The entire crew dropped what they were doing.

Filming stopped dead in its tracks.

The director finally came over, smelled the receiver, and just slumped his shoulders in defeat.

He knew exactly who the culprits were.

He looked at Alan and Wayne, who were now on the floor, literally rolling in the dirt because they were laughing so hard they couldn’t breathe.

The best part was that the sardines had leaked oil into the internal wiring of the prop phone.

We couldn’t just wipe it off.

The prop master had to be called in, and he spent twenty minutes trying to disassemble the phone while wearing a surgical mask.

The smell had permeated the wood of the desk, too.

For the rest of the day, every time I had to sit at that desk, I caught a lingering whiff of the Great Sardine Incident of 1974.

The crew had to bring in industrial fans to try and blow the scent out of the tent, but in that heat, it just moved the smell around.

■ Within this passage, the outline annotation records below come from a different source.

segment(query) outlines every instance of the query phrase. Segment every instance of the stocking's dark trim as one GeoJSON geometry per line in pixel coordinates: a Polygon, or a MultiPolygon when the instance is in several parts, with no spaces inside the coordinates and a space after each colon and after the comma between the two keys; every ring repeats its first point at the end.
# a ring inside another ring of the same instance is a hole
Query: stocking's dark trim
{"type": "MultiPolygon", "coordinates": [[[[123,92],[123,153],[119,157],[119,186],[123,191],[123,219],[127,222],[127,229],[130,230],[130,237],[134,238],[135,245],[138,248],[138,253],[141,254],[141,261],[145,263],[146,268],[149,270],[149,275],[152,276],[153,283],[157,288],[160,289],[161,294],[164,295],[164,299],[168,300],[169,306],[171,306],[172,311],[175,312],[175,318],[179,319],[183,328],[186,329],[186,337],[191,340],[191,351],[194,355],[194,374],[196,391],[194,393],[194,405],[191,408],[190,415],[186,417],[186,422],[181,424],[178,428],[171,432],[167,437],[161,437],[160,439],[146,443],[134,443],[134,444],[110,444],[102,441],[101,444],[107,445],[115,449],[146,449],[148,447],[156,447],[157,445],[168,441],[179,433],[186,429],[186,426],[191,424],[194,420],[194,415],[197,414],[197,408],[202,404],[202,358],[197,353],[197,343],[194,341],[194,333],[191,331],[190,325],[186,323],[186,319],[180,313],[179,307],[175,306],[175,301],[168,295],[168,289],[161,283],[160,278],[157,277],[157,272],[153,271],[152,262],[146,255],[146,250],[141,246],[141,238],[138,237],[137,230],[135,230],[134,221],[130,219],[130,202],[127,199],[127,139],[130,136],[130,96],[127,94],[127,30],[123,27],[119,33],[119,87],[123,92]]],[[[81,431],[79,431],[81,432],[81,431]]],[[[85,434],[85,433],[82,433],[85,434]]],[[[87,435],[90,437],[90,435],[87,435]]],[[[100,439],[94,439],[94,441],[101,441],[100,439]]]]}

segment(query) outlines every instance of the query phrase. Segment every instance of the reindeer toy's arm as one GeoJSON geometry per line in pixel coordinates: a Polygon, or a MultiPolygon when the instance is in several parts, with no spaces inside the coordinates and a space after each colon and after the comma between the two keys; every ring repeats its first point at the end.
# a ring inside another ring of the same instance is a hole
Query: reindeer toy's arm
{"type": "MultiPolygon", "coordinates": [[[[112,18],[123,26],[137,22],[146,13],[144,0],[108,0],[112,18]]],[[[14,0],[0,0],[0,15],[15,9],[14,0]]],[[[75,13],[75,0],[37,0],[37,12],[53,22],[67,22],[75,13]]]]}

It became this legendary thing on set where the crew would check my props every morning to make sure they weren’t booby-trapped with perishables.

I tried to get them back later by hiding a raw chicken in the hubcaps of Wayne’s car, but nothing ever topped the sheer, localized biological warfare of that telephone.

It’s moments like that, though, that made the show what it was.

We were playing people under immense pressure in a war zone, and sometimes you just need to put a rotting fish in your friend’s face to keep from losing your mind.

I still can’t look at a can of sardines without my eyes starting to water.

Looking back at it now, do you think you could have kept a straight face if your phone smelled like a dumpster in July?